Führung, Neue Arbeitswelten - Written by on Donnerstag, November 13, 2014 10:55 - 1 Comment

Stakeholder statt Shareholder

Auf der New Work Night Berlin sprach Prof. Peter Kruse über die Veränderung und Verantwortung in der Arbeitswelt von morgen. Vor wenigen Wochen hatte er die Ergebnisse der Wertestudie „Neue Führung“ vorgestellt. Ergänzend dazu liegen nun die Ergebnisse einer weiteren Studie zum Thema „Arbeitswelt von morgen“ vor, die nextpractcie mit Unterstützung von XING durchgeführt. Die Ergebnisse beider Studien stützen sich gegenseitig in ihren Aussagen und verfestigen bereits gemachte Aussagen. Im Gegensatz zu der früheren Messung sind die Personen mit Führungsverantwortung nur noch kritischer gegenüber der aktuellen Arbeitssituation in Deutschland geworden (gestiegener „sense of urgency“).

Linienhierarchie wird klar als Auslaufmodell bewertet. Die Zukunft gehört selbstorganisierenden Netzwerken. Also Stakeholder statt Shareholder!

Hier ist sein Vortagsvideo:

Es lassen sich drei Entwicklungsachsen für „Gute Führung“ und damit implizit auch für die Arbeitswelten erkennen:

Es geht von 3P zu 3I

Von der Person zur Information

Von Planung zu Iteration

Von Profitabilität zu Interation

Von der Person zur Information

Personale Führung wird weniger wichtig. In Netzwerken geht es in erster Linie um Information. Attraktiv ist nur, wer relevante Einsichten und Fähigkeiten anbieten kann. Hierarchische Macht verliert klar an Bedeutung.

Von Planung zu Iteration

Die Definition professioneller Führung verlagert sich von planvoller Zielerreichung zur Gestaltung ergebnisoffener Prozesse. Vorausdenken und Planung wird ersetzt durch maximale Agilität und Lernbereitschaft.

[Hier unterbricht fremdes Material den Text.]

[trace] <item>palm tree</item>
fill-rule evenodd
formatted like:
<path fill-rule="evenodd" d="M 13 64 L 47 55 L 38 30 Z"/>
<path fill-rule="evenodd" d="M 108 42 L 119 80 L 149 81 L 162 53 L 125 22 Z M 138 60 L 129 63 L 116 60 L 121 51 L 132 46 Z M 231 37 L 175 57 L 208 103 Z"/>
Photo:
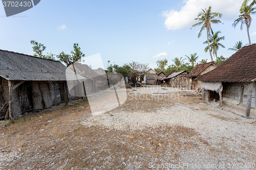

Von Profitabilität zu Interation

Die Wert-Orientierung des Shareholder-Value-Denkens wandelt sich zunehmend zur Werte-Orientierung des Stakeholder-Ansatzes. Der vorherrschende Fokus auf Kapitalinteressen wird als Fehlentwicklung kritisiert.

Schaut man sich nun die Wertehorizonte der Mitarbeiter ohne Führungsverantwortung an, dann sehen wir deutlich zwei völlig inkompatible Modelle: Auf der einen Seite den resignierten Mitarbeiter (54%), der wenig Hoffnung auf eine positive Entwicklung in der Arbeitswelt hat und den notwendigen Paradigmenwechsel eher auf der Ebene gesellschaftlicher Veränderung (kollektive Aufgabe) definiert.Auf der anderen Seite den optimistischen Mitarbeiter, der sich gut gerüstet für Autonomie in Netzwerken fühlt. Ein nahezu identisches Ergebnis zeigt sich auch in einer früheren Studie, die nextpractice zu den Erwartungen der Generation Y an die Arbeitswelt definierte. Die Generation Y ist ebenso in diese zwei Gruppen gespalten wie die bereits bestehende Arbeitswelt.